Buzzfeed’s ‘Cultural Cartography’ now posits that when a reader or viewer chooses to use a piece of content it is effectively hiring the company to do a job for them. And they use this as a filter for ideas that need to do at least one of the following:
- Make me laugh
- Help me project my identity
- Help me connect
- Educate me
- Make me feel positive
- Show me what I need
- Axios
In five years, Axios built a business based on making news more accessible and sold for more than half a billion dollars. The business is based on ‘smart brevity’, which powers a range of services for commercial firms.
The empathy is focused on accessibility as can be seen in the six rules of smart brevity:
- Stop being selfish. Focus on your audience. Prioritize what they need, rather than what you want to say.
- Grab their attention. Pick the most important detail you want readers to remember. Sum it up in one sentence, then say it first – always.
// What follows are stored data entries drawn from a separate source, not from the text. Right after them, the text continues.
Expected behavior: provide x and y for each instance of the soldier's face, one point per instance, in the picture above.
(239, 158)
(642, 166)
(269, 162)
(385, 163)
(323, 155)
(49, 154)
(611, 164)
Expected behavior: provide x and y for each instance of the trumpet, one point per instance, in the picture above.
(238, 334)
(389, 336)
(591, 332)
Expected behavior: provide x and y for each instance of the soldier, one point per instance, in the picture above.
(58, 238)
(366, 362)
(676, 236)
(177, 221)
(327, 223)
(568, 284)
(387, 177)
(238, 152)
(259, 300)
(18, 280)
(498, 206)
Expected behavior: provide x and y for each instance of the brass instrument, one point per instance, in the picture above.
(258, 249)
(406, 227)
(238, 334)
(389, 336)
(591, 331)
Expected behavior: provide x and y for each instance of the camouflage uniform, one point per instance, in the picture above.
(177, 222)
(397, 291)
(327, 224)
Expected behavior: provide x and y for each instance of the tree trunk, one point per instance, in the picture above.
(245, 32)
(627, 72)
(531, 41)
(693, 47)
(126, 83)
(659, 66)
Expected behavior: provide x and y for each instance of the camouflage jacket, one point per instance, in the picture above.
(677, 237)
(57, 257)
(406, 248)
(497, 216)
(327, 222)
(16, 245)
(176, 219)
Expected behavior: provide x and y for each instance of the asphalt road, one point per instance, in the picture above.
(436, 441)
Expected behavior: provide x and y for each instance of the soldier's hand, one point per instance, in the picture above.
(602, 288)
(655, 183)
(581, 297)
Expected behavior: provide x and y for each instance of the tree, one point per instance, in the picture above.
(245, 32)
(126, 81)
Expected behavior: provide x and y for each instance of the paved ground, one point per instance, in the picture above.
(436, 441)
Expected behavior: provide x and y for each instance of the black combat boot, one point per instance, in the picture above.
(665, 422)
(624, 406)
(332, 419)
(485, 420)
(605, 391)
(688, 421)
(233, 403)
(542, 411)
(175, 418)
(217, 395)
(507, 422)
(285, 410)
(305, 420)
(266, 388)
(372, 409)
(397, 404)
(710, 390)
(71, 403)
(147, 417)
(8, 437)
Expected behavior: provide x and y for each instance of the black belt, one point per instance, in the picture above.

- Write like a human. The words you’d say over coffee are the ones you should write. It’s way more engaging than jargon.
- Keep it simple. Subject-verb-object. Tight sentences and muscular words help readers see your point more quickly.
- Stay scannable. Studies show short paragraphs, bolding and bullets help pull people in – and get them farther, faster.
- Enough is enough. Use as few words as possible. The greatest gift that you can give yourselves – and others – is time.
3. Quartz
Quartz, aiming to be kind of digital-first Economist, has succeeded in part by recognising that content needs to appeal to the heart as well as the head. In a presentation aimed at advertisers, publisher Jay Lauf set out the topics that worked best:

4. World Economic Forum
This international Organisation turned itself into a major digital publisher in part by creating an audience-first production culture involving the following elements:
- Audience-first filter: Only ideas with a proposed headline, social copy, and image for social posts considered to help editors assess whether this is designed to help the audience or big up the author
- Sharing filter: A discussion about why this would be shareable and whether reframing could make it more shareable
- Workshopping final headlines and social copy for ‘relatability’.